New curriculum, videos on parish nursing available

If your congregation has ever wanted to begin a parish-nurse ministry, a number of new resources from LCMS Health Ministry are now available to help you.

Dr. Marcia Schnorr, coordinator of Parish Nursing for the LCMS, is featured in five new "Introduction to Parish Nursing" instructional videos that may be viewed free online.

Dr. Marcia Schnorr, coordinator of Parish Nursing for the LCMS, is featured in five new “Introduction to Parish Nursing” instructional videos that may be viewed free online.

Free online (click here) are five instructional videos featuring Dr. Marcia Schnorr, coordinator of Parish Nursing for the Synod.

The five “Introduction to Parish Nursing” video modules cover:

  • the history and “foundational practice” of parish nursing, including models and assessments.
  • the parish nurse as a “health educator” and “health counselor.”
  • the parish nurse as a “liaison to the community” and facilitator of caregiving volunteers.
  • the integration of faith and health, ethics, and parish nursing and the law.
  • setting up an office and documentation, leading, self-care, continued development and writing for publication.

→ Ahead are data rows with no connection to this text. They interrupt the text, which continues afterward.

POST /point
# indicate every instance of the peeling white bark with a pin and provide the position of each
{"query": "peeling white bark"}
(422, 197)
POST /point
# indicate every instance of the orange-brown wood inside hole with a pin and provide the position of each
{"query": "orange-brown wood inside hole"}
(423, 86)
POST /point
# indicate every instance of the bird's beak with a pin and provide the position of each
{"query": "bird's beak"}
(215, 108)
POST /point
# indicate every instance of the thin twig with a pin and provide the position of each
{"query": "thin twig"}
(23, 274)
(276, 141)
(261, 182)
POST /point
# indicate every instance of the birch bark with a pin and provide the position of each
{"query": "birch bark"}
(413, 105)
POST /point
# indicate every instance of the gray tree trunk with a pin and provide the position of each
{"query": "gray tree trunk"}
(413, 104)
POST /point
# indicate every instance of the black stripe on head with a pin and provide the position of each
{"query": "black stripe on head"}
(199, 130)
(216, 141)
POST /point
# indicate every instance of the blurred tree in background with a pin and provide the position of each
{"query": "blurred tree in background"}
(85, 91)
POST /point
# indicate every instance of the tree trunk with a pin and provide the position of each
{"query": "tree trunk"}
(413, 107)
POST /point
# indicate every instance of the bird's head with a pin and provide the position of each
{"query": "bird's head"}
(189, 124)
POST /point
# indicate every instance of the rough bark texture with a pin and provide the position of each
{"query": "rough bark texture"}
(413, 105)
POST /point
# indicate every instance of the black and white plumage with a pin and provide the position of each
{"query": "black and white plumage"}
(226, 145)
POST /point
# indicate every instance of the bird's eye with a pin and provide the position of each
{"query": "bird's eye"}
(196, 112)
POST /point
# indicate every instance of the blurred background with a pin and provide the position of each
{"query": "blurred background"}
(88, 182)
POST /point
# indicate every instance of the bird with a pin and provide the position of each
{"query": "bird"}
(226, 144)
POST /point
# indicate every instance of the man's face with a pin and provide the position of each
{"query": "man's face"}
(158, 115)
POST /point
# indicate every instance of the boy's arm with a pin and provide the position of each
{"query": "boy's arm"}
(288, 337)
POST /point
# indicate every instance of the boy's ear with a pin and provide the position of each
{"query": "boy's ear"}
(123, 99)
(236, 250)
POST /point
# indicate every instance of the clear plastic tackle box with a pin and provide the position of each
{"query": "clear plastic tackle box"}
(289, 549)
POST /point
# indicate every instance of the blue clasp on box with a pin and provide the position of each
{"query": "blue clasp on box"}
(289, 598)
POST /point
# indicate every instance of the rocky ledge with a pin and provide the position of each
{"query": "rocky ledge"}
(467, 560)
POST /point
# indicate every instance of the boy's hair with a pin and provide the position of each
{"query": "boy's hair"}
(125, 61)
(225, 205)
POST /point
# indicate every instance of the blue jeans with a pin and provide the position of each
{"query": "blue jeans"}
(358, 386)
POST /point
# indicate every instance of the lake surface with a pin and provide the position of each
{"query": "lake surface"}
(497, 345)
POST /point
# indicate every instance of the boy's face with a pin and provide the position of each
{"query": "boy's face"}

Two theological modules also are available in the video series:

  • “Theology of Mercy for Parish Nurses,” a lecture by the Rev. John T. Pless, assistant professor of Pastoral Ministry and Missions at Concordia Theological Seminary, Fort Wayne, Ind., and
  • “Caring for God’s People,” a lecture by the Rev. Dr. Daniel E. Paavola, theology professor at Concordia University Wisconsin.

Each of the seven videos runs from 30 minutes to a little over an hour, and all may be viewed free online.

The videos are part of a recently updated LCMS parish-nursing curriculum titled “Introduction to Parish Nursing in a Lutheran Setting,” which was originally developed by LCMS Health Ministries in cooperation with Concordia University Wisconsin, Mequon (which offers an on-campus nursing program).

Registration for the full curriculum — which includes the videos, accompanying educational manual and one-on-one mentoring from the Synod’s parish-nursing staff — is $200.

“Upon completion of the course, the parish nurse will be able to list himself or herself as a trained faith-community nurse or parish nurse … and will receive a certificate and LCMS parish-nurse pin, along with being listed in the LCMS parish-nurse directory and [as] part of the LCMS parish-nurse network,” explained Maggie Karner, director of LCMS Life and Health Ministries.

While the course “meets the scope and sequence requirements for parish nursing recommended by the American Nurses Association,” Karner added that it also “has the important benefit of including the theology component from noted LCMS theological educators” such as Pless and Paavola.

The abbreviated course is designed for:

  • LCMS registered nurses with an interest in parish nursing but who would find it difficult to travel for education or to take part in an extended parish-nursing course.
  • parish nurses who would like to refresh their training by watching the free, online videos. “It is our hope that all LCMS health workers — especially parish nurses — will make use of these wonderful online educational opportunities to enrich their personal understanding of the Lutheran theology of mercy and the Lutheran understanding of caring for God’s people both spiritually and physically,” Karner said.
  • members of LCMS partner churches who want to begin or strengthen parish-nurse ministries in their own countries.

Karner said she and other LCMS Health Ministries staff are hoping the new videos and updated curriculum will help increase the number of trained parish nurses in the Synod. More than 400 LCMS parish nurses are listed in the church body’s directory “and the vocation is growing,” she said.

“We feel parish nurses are a great example of Christian mercy in action and can be important helpers to the pastoral office for visitation and the life together in a congregation,” said Karner. “Parish nurses by nature become encouragers of an ethic of mercy in a congregation and community. Their understanding of Lutheran theology in practice influences their role of caring for both the body and soul of our neighbors.”

LCMS President Rev. Dr. Matthew C. Harrison agrees, calling parish nurses “an invaluable asset to the pastoral staff.

“The parish nurse provides Christian-to-Christian care and spiritual concern while addressing medical and often psychological needs,” Harrison said. “Parish nurses can provide care … that is not possible for a pastor to provide. Providing professional care, the parish nurse takes many issues off the plate of the pastoral staff, making sure hurting people don’t fall through the cracks.

“The parish nurse is also a wonderful extension of the eyes and ears of the congregation’s shepherd, making sure the pastor knows when a member of the flock is in special need of pastoral attention,” he continued. “Of all the many tasks we have at The Lutheran Church—Missouri Synod, providing resources for parish nursing is one of the most vital.”